The ancient surface of the footpath was pitched and heaved and made her feel almost drunk, a condition that a vow of abstention, taken in her youth, had never allowed her to achieve. And she blushed with mortification to find herself staggering all the same. One shoulder brushed against a lamppost, a foot missed a step, and a knee buckled slightly as she hurried along.

And to think, she thought, people willingly submitted to such conditions, and even—she glanced into a window of
one of the several antique shops she was passing—prized the dirt and grime of the city, with its sagging roofs and buckled walls and things old, like that miserable, frayed chintz ottoman. She stopped to consider who or what it could possibly accommodate—a child or a dog or a cat, but certainly not a decently constructed human being. It was something that in the country she had seen chucked out for the tinkers, but there it stood all cracked veneer and splaying legs with an eighty-pound price on it.
EMPIRE
, the tag said. Roman, she thought.

No, for Bresnahan it was air and light and open spaces and a house with wide bay windows perched, say, up the side of Slea Head, overlooking Bantry Bay; it was a big, strong Kerryman to tend the fields and get her with a brood of little lads and lassies who would care for her in her old age. It was a dream that she had largely forsaken, given the craven character of most men and their generally diminutive size. Instead she thought she might make a name for herself here in the city, and then with seniority and connections put in for the command of the Dingle or Kenmare or Tralee barracks.

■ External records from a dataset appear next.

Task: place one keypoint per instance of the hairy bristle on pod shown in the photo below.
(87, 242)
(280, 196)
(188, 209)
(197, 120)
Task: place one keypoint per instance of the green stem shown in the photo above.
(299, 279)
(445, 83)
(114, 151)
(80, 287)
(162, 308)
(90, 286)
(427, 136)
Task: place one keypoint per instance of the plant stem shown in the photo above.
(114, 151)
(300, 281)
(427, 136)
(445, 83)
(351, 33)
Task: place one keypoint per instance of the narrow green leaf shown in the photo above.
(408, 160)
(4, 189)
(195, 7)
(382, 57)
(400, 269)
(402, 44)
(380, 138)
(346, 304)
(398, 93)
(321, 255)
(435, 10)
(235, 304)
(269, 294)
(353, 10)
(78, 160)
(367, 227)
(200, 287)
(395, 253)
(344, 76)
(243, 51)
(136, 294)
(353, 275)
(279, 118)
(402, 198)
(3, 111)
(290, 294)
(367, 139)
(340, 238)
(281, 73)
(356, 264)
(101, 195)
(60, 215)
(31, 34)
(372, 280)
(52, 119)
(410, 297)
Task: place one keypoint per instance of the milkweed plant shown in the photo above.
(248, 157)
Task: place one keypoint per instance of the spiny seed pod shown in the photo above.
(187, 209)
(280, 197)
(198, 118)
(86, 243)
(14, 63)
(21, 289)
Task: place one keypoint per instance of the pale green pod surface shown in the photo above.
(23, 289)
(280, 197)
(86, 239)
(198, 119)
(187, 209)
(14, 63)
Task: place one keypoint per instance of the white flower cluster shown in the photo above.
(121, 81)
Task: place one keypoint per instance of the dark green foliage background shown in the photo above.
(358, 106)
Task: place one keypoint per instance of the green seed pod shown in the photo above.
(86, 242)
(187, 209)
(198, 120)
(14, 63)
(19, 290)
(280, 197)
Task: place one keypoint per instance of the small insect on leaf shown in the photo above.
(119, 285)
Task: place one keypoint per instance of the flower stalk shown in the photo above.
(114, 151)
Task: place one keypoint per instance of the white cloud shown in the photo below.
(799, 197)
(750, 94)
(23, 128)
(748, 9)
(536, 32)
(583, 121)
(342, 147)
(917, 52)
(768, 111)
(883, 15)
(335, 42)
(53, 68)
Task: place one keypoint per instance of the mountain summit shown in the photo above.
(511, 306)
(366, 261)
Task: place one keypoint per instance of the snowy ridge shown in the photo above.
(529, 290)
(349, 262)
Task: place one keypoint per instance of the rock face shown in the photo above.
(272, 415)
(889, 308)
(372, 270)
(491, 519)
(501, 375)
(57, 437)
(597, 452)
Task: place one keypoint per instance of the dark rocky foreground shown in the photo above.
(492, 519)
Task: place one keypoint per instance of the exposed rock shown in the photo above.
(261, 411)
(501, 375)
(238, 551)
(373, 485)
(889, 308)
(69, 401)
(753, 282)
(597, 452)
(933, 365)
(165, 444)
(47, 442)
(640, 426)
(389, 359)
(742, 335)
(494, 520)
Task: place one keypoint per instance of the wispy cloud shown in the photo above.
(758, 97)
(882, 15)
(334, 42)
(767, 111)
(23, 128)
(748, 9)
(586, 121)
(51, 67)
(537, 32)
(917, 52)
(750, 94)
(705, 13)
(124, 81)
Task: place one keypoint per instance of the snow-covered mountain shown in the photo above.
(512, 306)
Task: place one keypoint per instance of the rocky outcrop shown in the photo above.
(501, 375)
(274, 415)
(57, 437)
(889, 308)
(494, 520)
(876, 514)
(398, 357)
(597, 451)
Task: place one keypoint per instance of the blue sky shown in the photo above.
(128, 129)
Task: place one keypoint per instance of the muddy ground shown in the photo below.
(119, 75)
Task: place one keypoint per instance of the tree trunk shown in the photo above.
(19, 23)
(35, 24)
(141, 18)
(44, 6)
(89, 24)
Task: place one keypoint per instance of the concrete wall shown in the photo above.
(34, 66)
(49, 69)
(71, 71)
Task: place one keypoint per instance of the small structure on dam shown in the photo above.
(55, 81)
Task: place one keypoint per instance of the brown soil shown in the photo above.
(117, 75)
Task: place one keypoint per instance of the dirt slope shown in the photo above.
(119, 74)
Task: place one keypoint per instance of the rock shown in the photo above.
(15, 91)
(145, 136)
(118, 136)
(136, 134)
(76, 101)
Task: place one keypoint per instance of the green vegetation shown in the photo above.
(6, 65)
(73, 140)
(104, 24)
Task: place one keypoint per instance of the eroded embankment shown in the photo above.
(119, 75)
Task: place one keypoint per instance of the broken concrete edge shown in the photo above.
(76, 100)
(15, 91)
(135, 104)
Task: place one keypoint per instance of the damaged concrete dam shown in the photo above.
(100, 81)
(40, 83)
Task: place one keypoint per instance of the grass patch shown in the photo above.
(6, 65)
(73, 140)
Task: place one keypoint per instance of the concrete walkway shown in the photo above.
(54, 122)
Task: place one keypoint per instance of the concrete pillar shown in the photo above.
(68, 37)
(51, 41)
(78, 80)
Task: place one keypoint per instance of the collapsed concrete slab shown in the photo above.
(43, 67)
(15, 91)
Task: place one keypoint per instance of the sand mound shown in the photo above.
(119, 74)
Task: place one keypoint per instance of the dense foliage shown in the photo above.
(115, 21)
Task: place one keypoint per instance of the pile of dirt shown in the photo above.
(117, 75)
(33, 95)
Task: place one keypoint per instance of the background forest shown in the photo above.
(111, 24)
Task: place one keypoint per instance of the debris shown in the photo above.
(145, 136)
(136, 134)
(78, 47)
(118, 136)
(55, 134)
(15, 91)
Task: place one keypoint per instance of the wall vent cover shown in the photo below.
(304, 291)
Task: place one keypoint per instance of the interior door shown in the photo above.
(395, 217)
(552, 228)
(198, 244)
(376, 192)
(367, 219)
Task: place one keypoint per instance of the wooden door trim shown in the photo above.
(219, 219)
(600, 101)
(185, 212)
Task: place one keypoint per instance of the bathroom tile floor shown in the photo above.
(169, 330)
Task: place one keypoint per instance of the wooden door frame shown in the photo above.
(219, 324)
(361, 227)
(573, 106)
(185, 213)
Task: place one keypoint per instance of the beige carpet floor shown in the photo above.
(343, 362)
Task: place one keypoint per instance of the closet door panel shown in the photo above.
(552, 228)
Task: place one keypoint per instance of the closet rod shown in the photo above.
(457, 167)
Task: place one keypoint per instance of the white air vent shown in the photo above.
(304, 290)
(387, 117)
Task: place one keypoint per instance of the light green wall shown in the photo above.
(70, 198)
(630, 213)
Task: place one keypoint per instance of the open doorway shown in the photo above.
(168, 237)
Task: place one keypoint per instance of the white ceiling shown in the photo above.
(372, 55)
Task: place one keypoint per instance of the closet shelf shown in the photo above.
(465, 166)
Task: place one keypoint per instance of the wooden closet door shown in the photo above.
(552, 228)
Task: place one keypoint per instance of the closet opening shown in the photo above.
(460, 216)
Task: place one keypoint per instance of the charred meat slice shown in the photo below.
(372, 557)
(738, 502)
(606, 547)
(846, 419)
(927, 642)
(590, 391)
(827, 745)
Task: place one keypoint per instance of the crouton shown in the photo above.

Catching sight of herself out of uniform and in Dublin mufti—a short-sleeved black blouse, collar up and opened to the third button, her flame-red hair pinned up and spraying from the back of her head—Bresnahan panicked. All, every bit of the dream, depended on her professional success now, and she was filled with jealousy and a kind of hatred for little
jackeens,
like Ward and McKeon and even McGarr himself, who had the look and the feel for and even the abrupt swagger of these mean streets. Damn them, she’d pluck up her courage and prove herself equal or better, she vowed, as she turned and plunged on.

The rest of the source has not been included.